Von: Robert Exner, BUND-Pressereferent
Hannover, 27. Januar 2000 - Der Bund für Umwelt und Naturschutz Deutschland (BUND) in Niedersachsen hat mit seiner Klage gegen den Neubau der Bundesstraße 1 nördlich von Hildesheim, der "Nordumgehung Himmelsthür", vor dem Bundesverwaltungsgericht (BVerwG) in Berlin heute einen Erfolg erzielt. Die geplante Ortsumgehung kann weiterhin nicht gebaut werden, das Oberverwaltungsgericht Lüneburg muss sich mit der Sache nochmals befassen: "Wir sind über diese Entscheidung sehr erfreut. Denn das Gericht teilt unsere Auffassung, dass durch staatliche Planungen keine vollendeten Tatsachen geschaffen werden dürfen, die den Bestand potenzieller FFH-Flächen gefährden", erklärte Dr. Marita Wudtke, Referentin für Naturschutzpolitik beim BUND.

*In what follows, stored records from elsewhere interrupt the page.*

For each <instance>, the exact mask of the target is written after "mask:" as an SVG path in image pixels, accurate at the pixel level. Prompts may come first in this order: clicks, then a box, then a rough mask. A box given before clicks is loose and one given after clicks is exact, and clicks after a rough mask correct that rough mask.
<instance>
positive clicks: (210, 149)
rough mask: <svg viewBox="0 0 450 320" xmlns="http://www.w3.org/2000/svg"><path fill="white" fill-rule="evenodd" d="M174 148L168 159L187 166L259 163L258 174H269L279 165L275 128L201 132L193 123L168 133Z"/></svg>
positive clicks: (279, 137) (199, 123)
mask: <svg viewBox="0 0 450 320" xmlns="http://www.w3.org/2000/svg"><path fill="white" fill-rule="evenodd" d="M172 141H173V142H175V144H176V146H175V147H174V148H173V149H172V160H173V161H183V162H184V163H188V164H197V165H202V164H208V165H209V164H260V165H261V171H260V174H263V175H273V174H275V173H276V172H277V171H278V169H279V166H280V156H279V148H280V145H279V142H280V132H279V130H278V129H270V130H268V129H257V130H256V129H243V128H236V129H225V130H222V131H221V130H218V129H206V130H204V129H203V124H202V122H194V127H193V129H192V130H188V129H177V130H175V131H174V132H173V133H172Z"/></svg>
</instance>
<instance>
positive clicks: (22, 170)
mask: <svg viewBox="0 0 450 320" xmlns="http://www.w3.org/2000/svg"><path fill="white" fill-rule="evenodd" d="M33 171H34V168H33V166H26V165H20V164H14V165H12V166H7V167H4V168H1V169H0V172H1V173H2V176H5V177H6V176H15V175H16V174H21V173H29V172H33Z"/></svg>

Die geplante Ortsumgehung durchschneidet das Gebiet "Haseder Busch - Giesener Berg - Gallberg - Finkenberg", das wegen seiner seltenen Tier- und Pflanzenarten als Flora-Fauna-Habitat (FFH)-Gebiet vom Land an die EU gemeldet worden ist. "Das Gericht hat die Bedeutung der FFH-Gebiete für den Naturschutz heute nochmals herausgestellt. Das ist wichtig, denn die EU-Kommission hat noch nicht abschließend über die FFH-Nominierungen entschieden. Rücksichtslosen Planungen in diesen besonderen Naturgebieten wird durch die Entscheidung ein Riegel vorgeschoben", sagte die BUND-Expertin.
Nach Ansicht des BVerwG ist bisher noch nicht geklärt, ob im Fall der Ortsumgehung zwingende Gründe vorliegen, die eine Ausnahme von der FFH-Richtlinie rechtfertigen könnten. Georg Wilhelm, Vertreter der BUND-Kreisgruppe Hildesheim, wertete es als ein äußerst positives Signal, dass das Bundesverwaltungsgericht sogar in Frage stellt, ob die Ortsumgehung überhaupt gebaut werden kann, wenn die Anforderungen der europäischen FFH-Richtlinie in dem Verfahren korrekt angewendet würden.